More than 40 billion barrels of oil and gas equivalent has been produced from the UK Continental Shelf, and the industry still supports almost 450,000 jobs in the UK. However since 2000, UK production has been in a “decade of decline” – steeper than many predicted.

Although around 90% of the UK’s oil demand, and well over half of its gas demand, is still met by British supply – today’s production is only around half what it was a decade ago. “BP now sees the potential to maintain its current levels of production in the North Sea until the year 2030,” said Dudley.

“What happens beyond 2030, is of course harder to predict, but we are currently working on projects that will take production for some of our largest fields out towards 2050. To date, BP has produced about five billion barrels of oil and gas equivalent from its North Sea acreage. Based on current estimates, we believe we have the potential for at least three billion more. Realising this potential will not be easy or straightforward, but we believe we are laying the foundations for success.” BP is employing enhanced oil recovery techniques, and looking to take that technology even further as it plans new field developments.

“We are investing huge sums to improve the reliability of our platform and pipeline infrastructure – so that they can operate efficiently for many years to come. We are also determined to progress those projects that remain economically strong, to bring much-needed energy security, revenue and jobs to the nation.”

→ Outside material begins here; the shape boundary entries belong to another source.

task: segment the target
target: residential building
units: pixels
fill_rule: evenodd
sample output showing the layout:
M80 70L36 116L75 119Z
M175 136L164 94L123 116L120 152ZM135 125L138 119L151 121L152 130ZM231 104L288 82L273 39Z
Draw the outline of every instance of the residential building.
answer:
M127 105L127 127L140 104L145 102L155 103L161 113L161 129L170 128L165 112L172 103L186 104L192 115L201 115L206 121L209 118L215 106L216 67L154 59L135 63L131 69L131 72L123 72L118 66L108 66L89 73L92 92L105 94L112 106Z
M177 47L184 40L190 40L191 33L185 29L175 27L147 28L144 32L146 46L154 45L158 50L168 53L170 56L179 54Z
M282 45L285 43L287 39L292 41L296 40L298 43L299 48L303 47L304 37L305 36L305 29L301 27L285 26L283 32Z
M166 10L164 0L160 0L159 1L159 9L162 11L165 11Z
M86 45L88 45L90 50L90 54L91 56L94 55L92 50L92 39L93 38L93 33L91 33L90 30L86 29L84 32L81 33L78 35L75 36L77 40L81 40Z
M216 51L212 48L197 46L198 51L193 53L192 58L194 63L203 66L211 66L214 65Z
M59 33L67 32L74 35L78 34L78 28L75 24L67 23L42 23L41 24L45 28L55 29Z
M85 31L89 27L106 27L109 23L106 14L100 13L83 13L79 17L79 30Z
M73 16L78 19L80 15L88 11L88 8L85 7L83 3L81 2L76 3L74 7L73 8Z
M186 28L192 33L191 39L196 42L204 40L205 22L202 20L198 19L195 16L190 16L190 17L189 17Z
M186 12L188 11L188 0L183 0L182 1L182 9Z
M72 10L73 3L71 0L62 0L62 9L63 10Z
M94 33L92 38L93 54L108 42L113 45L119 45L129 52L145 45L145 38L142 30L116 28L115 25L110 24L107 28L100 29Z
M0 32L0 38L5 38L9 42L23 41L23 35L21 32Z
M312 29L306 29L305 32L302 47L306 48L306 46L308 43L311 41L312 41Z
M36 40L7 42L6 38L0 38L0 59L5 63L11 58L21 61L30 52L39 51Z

Over the next few years, BP will be bringing on stream four new UK field developments. These projects represent almost £10bn of new investment into the UK Continental Shelf by BP and its partners.

This is in addition to the £1.5bn invested annually to operate and maximise recovery from the existing fields, and to maintain platforms, plants and pipelines. In the central North Sea, BP and RWE have also reached a significant milestone in the development of the Devenick gas field which will be tied back to Marathon’s East Brae platform.

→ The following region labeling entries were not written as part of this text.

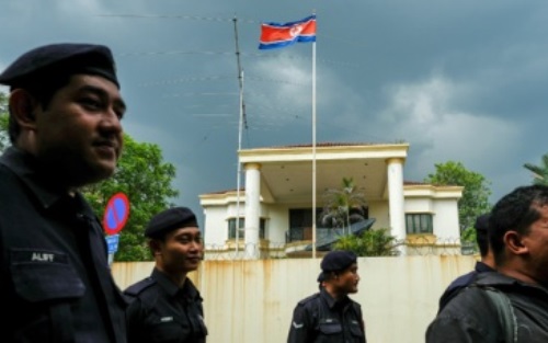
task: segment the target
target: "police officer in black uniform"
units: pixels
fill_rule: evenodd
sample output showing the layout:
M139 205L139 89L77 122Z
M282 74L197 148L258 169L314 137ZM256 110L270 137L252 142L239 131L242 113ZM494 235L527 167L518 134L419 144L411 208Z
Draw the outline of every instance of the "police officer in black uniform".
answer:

The 600-tonne Devenick module constructed at the McNulty yard in South Shields has been successfully lifted onto the East Brae platform. This £550m subsea development provided more than 1,000 design, engineering and construction jobs in the UK, and when it comes on stream, will make a major contribution to the UK’s gas supply needs – meeting about 2-3% of demand.

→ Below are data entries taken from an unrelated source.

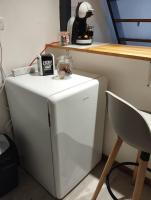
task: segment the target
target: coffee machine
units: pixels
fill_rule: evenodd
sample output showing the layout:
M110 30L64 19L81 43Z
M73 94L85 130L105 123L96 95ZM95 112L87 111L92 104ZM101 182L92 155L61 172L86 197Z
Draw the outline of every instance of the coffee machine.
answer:
M93 15L94 9L88 2L80 2L74 17L68 21L67 31L71 44L90 45L93 41L93 27L87 24L87 18Z

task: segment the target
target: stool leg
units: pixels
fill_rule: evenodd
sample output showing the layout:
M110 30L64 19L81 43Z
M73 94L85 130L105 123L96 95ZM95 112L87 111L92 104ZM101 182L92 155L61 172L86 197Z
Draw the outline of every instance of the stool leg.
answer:
M107 174L109 173L109 171L110 171L110 169L112 167L112 164L115 161L115 158L116 158L116 156L117 156L117 154L119 152L119 149L120 149L120 147L122 145L122 142L123 142L123 140L118 137L118 139L117 139L117 141L116 141L116 143L115 143L115 145L114 145L114 147L112 149L112 152L110 153L110 155L108 157L107 163L106 163L106 165L104 167L104 170L103 170L103 172L101 174L99 183L98 183L97 188L96 188L96 190L95 190L95 192L93 194L92 200L96 200L96 198L97 198L97 196L98 196L98 194L99 194L99 192L100 192L100 190L102 188L102 185L103 185L103 183L105 181L105 178L106 178Z
M149 156L148 153L141 153L132 200L140 200L141 198Z
M141 155L141 151L138 150L137 158L136 158L136 163L139 163L140 155ZM135 184L136 176L137 176L137 171L138 171L138 166L135 166L134 171L133 171L132 184Z

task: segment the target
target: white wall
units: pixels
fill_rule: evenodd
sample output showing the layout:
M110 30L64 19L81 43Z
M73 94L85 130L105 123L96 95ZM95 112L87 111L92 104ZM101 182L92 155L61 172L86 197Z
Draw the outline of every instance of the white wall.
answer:
M58 40L59 0L0 0L0 16L5 19L0 40L7 74L29 64L46 43ZM5 96L1 95L0 132L9 118L1 106L4 104Z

“This investment reflects our confidence in the region, in our UK suppliers and service providers, and in the fantastic people we have working for us in our North Sea business,” said Bob Dudley.

“In our industry, there will always be challenges to overcome, and rightfully, we focus the majority of our time and attention on overcoming those challenges and running safe and reliable operations.”

The investment by the major players brings many positives but poses a challenge for the renewables sector. It means there will continue to be a battle for top-level engineering talent, where the oil and gas industry requires a raft of young engineers as the older hands of the international oil industry reach retirement.

But there are also early signs that the oil majors are thinking more about how renewables fits into their wider portfolios. The summer sale of SeaEnergy PLC to Repsol, an integrated Spanish energy firm for £39m is a significant deal for the UK’s developing offshore renewable sector.

“The deal delivers a £30m return on SeaEnergy’s modest investment in SeaEnergy Renewables, which was only established three years ago,” says Chris Gotts, of leading law firm Burness. Gott, who was corporate finance adviser on the deal, says SeaEnergy Renewables had 1.5GW interest in three offshore wind farm projects off the east coast of Scotland.

He says it was the first merger and acquisition in relation for a UK Round 3 or Scottish territorial offshore wind farm and it shows that oil and gas companies are looking seriously at entering the market.

“The oil and gas companies undoubtedly have a role to play with their significant expertise and experience in such areas as deepwater design and construction, contract procurement and offshore health and safety,” he says.

The recent BP deal can only help create the environment where oil and gas and renewables become a much more integrated way ahead for the UK.